La journée semblait devoir être monopolisée par le choc entre le PSG et la Real Sociedad ou le suspense concernant la titularisation de Kylian Mbappé (finalement évidente et payante). Pendant ce temps-là, une autre nouvelle, peut-être tout aussi importante que le départ annoncé du génie français de notre championnat, a pointé le bout de son nez et fait causer : la Ligue 1 Uber Eats pourrait devenir la Ligue 1 McDonald’s. Une information dévoilée par RMC, avant que L’Équipe ne confirme ce mardi soir l’avancée des négociations entre la LFP et la chaîne américaine de fast-food, dont le logo serait plus connu dans le monde que la croix.
Ronald, qui n’est clairement pas abonné à Prime Video, serait prêt à débourser 20 millions d’euros par an (contre 16 millions actuellement de la part d’Uber Eats, qui n’a pas les moyens ou l’envie de surenchérir). Pour l’instant, la Ligue cultive le mystère, mais ne dément pas : « Nous sommes actuellement en discussion active sur le naming de la Ligue 1 pour les saisons futures. Nous ne ferons aucun commentaire sur d’éventuelles rumeurs et nous communiquerons une fois que les décisions sont finalisées et validées par nos instances. »
Il n’y a pas de bon naming
Naturellement, ce choix, avant tout économique, va faire le bonheur des amateurs de gazouillis et de vannes faciles sur André-Pierre Gignac, voire inspirer quelques tifos dans les tribunes de France et de Navarre. Il n’y a pas forcément matière à s’indigner. Une fois le Rubicon du naming franchit, que ce soit pour une enceinte ou un championnat, il n’existe pas de juste milieu ou de sortie par le haut. Vu les sommes concernées, il y a peu de chance d’échapper à une grosse boîte, voire une multinationale (on imagine mal des labels de musique tel que Born Bad en France ou Warp Record en Angleterre nous offrir ce petit bonheur d’esthète).

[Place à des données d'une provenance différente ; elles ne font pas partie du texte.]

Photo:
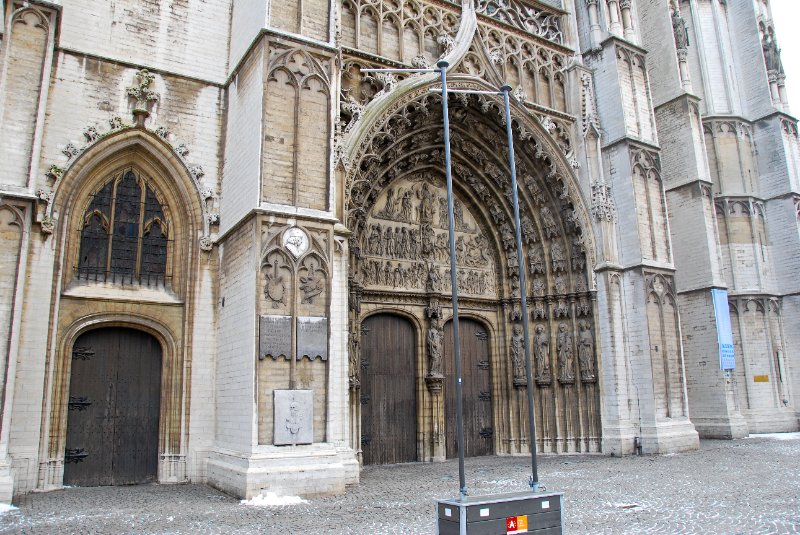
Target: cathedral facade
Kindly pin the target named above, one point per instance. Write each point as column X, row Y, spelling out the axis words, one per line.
column 226, row 245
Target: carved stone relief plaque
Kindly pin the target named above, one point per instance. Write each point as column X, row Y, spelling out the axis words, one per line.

La L1 reste en tout cas dans le secteur de la restauration, avec une certaine cohérence, pas franchement classe, dans sa ligne de conduite commerciale. Les esprits critiques pourront s’amuser à souligner le paradoxe de voir l’étendard de la malbouffe venir apposer son nom au fronton d’un sport censé rimer avec santé. Pour être honnête, il ne s’agit que d’une prolongation logique de la stratégie marketing des bolcheviks du hamburger. Depuis un bout de temps, la firme n’hésite pas à se présenter, notamment dans ses pubs, en doudou culinaire du supporter (ce qui n’est pas totalement faux, et les McDo ont fleuri depuis longtemps à proximité des stades). Cela dit, les dégâts occasionnés au droit du travail en France par Uber n’ont rien à envier au déficit de la sécu que creusent les frites tièdes et les nuggets mous.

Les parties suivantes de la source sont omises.